Definition of Conflicts of Interest


This provides a good opportunity to review a good working definition of conflict of interest as it applies to medicine, health care and health policy. Last year the Institute of Medicine published a thorough and well-balanced report, Conflict of Interest in Medical Research, Education, and Practice. It defined conflict of interest (p. 6):
Conflicts of interest are defined as circumstances that create a risk that professional judgments or actions regarding a primary interest will be unduly influenced by a secondary interest. Primary interests include promoting and protecting the integrity of research, the quality of medical education, and the welfare of patients. Secondary interests include not only financial interests....
Furthermore,
The severity of a conflict of interest depends on (1) the likelihood that professional decisions made under the relevant circumstances would be unduly influenced by a secondary interest, and (2) the seriousness of the harm or wrong that could result from such an influence.
But,
a judgment that someone has a conflict of interest does not imply that the person is unethical. Such judgments assume only that some situations are generally recognized to pose an unacceptable risk that decisions may be unduly infuenced by considerations that should be irrelevant.

Thus, a conflict of interest should be seen as a situation which increases the risk of bad judgments or decisions, but does not necessarily cause them, much less cause a particular bad judgment or decision.  (Thus, it makes no sense to try to argue, as the experts did above, that because a person made a good decision, he or she does not have a conflict of interest.)

I assert that President Coleman has a conflict of interest. Her primary interests as President of a university are to uphold the university's academic mission, and as President of a university that includes a medical school, a school of public health, and an academic medical center, also to uphold the integrity of patient care and public health practice. Her secondary interest as a member of the board of directors of a public, for-profit corporation is her fiduciary duty to that corporation and its stockholders, which means she must "demonstrate unyielding loyalty to the company's shareholders" [Per Monks RAG, Minow N. Corporate Governance, 3rd edition. Malden, MA: Blackwell Publishing, 2004. P.200.] Such unyielding loyalty to the shareholders of a pharmaceutical and medical device company clearly creates a risk of influencing judgments or actions that could affect the corporations' sales or operations, economic or health policy, or the general environment in which it operates.  Many of the judgments of or actions performed by  the leader of a medical school, public health school, and academic medical center could so so, and are thus at risk of being so unduly influenced.

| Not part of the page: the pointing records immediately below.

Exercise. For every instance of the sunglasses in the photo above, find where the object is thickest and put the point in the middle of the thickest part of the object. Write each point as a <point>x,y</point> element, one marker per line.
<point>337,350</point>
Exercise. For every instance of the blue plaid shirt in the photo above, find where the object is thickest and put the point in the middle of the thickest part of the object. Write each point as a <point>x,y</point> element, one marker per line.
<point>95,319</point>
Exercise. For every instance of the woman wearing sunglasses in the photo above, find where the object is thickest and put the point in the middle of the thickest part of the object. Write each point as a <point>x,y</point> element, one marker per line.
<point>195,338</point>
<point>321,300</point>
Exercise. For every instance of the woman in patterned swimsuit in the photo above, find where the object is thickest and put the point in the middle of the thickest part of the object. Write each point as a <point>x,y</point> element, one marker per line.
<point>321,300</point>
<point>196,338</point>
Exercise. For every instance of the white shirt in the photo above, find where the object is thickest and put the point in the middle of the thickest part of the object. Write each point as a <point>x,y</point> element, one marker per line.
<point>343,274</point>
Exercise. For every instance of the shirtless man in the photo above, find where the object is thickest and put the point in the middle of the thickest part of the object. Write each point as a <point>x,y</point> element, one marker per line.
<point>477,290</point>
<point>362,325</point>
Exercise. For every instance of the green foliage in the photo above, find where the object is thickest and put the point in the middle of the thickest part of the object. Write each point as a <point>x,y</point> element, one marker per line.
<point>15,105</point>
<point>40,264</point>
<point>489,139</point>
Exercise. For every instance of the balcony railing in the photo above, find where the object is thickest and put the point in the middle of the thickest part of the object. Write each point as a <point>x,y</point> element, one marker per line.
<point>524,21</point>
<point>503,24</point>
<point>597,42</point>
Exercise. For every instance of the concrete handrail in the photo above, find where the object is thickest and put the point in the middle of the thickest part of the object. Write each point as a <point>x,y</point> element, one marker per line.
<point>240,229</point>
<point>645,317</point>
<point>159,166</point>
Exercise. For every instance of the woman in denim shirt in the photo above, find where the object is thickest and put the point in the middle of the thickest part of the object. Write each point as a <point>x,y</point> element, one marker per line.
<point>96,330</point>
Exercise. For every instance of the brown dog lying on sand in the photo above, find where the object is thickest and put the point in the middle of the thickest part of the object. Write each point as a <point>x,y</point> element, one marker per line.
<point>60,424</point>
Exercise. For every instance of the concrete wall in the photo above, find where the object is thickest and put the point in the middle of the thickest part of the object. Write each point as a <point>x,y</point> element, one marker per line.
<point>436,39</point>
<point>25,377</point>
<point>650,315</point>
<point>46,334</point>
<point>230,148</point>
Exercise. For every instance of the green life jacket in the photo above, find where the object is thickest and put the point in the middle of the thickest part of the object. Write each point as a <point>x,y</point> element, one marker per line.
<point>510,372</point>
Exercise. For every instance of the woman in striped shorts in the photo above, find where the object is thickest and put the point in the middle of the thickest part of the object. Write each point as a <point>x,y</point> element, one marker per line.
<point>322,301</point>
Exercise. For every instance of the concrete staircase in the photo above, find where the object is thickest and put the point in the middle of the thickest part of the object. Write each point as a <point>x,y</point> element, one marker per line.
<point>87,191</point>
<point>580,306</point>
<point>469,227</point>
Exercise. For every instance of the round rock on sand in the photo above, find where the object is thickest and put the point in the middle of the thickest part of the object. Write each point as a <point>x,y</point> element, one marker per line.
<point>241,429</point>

However, that she has such a conflict does not prove that any particular judgments or decisions were made badly because of it. Conversely, that particular judgments or decisions were made well does not disprove the existence of the conflict. 

So I beg to differ with all the experts cited in the Michigan Capital Confidential article.  On the other hand, while the President may have a conflict of interest, it is impossible to tell how or whether this influenced her particular decision to support the Smoke-Free Initiative.  Neither does it speak to the benefits or harms of such a policy.  The main effect of the President's conflict of interest seems to have been to muddle the debate about the policy.

Conflicts of interests' general tendency to muddle and confuse provide one argument for their elimination.  Another is that they may affect judgments and actions that are not so readily debated as, and more likely to produce bad results than smoke-free initiatives.  Maybe the hazy debate about the University of Michigan Smoke-Free Initiative will lead to a clearer discussion of whether academic and academic medical leaders should also be corporate leaders.